バナバナ

隣人X 疑惑の彼女のバナバナのレビュー・感想・評価

隣人X 疑惑の彼女(2023年製作の映画)
3.5
もう一昔前の方が、週刊誌やマスコミの人権侵害って一般人に対しても酷かったけど、昨今の風潮に物申したい作品なんでしょうね。

笹は元々は新聞記者になりたかったが、両親も無く、大学も出ていないので、今は週刊誌にフリーで雇われている記者だ。
現在地球はアメリカが音頭を取り、異星人難民の地球亡命を受け入れている。日本にも異星人Xは日本人に成りすまして暮らしている。
笹は週刊誌から「日本に暮らしているXを暴け」との指示を受け、尾行する担当二人をあてがわれるのだった…。

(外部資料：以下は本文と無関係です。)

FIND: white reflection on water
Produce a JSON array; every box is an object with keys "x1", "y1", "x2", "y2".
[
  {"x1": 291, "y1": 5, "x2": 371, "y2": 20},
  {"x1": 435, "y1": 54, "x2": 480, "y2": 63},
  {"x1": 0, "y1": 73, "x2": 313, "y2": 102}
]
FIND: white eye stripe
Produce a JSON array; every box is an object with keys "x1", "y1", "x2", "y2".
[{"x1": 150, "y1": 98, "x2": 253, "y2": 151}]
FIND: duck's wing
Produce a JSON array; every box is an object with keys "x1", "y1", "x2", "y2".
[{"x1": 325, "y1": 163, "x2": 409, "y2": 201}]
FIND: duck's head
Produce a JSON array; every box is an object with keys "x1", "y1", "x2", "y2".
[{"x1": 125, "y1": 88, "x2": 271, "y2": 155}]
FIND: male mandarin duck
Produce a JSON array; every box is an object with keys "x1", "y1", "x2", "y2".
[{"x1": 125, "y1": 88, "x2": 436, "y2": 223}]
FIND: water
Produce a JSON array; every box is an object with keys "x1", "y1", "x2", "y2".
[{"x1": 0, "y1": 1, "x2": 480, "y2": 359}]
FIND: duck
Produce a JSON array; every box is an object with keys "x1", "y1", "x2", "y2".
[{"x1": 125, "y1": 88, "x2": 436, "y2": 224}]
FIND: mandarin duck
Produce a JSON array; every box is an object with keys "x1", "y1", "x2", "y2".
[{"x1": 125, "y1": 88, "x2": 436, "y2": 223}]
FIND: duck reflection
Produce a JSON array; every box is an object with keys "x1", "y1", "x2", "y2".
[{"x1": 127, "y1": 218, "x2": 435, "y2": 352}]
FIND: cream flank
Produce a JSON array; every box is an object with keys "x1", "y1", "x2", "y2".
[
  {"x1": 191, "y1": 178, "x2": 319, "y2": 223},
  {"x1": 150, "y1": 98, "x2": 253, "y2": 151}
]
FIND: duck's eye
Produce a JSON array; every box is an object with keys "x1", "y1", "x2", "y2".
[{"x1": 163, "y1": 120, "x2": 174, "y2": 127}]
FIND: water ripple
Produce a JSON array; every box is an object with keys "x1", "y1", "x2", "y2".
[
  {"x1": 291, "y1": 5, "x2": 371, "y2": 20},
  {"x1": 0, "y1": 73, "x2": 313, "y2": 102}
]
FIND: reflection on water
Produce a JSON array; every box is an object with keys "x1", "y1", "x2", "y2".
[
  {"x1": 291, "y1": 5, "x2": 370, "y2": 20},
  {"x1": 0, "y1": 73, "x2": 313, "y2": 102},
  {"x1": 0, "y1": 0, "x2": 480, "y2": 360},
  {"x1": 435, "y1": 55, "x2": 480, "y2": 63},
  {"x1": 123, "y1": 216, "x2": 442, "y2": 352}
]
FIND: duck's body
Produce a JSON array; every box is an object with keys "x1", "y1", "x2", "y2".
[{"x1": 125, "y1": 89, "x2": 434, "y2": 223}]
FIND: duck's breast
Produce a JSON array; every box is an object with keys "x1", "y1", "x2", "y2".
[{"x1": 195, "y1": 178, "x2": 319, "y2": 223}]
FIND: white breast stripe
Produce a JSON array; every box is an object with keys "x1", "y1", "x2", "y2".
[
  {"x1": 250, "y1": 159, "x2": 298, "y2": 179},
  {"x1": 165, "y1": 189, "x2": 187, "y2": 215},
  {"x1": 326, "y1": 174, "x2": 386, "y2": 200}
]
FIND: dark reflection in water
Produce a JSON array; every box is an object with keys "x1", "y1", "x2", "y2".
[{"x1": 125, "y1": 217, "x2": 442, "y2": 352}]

この二人が、一人は台湾から来たまだ若い留学生女性リン・イレンと、上野樹里が演じる柏木良子。
柏木良子は国立大学を出ながら、今は36歳でバイトを掛け持ちして一人暮らしをしている。
誰とも接触せずに慎ましく暮らしている彼女を見て、笹はまず彼女にXの目星をつけ、接触を図る…。

この柏木良子が年齢だけでなく、中身も大人だった。
今正社員ではなくバイト暮らしなのも、凄く繊細な人だからなんだろうなと思った。
もし彼女の様な目に遭ったら、一生人間が怖くて二度と立ち直れないのではないかと思うのだが、彼女は今回の事件で、家族のわだかまりを超え、和解することが出来たことを喜んでいる様にも見える。
マイナスな事からプラスも見出せる人なのだ。

映画の中では、X容疑者のリン・イレンとも同じバイト先だったが、まだ日本語が不自由な彼女をさり気なくフォローする優しい同僚で、凄く素敵な人物だった。
こういう人物になるのが理想ですね。

映画としては、昨今の正義を振りかざして集団で突き上げてくる怖さや、外国人排斥を描いている感じでした。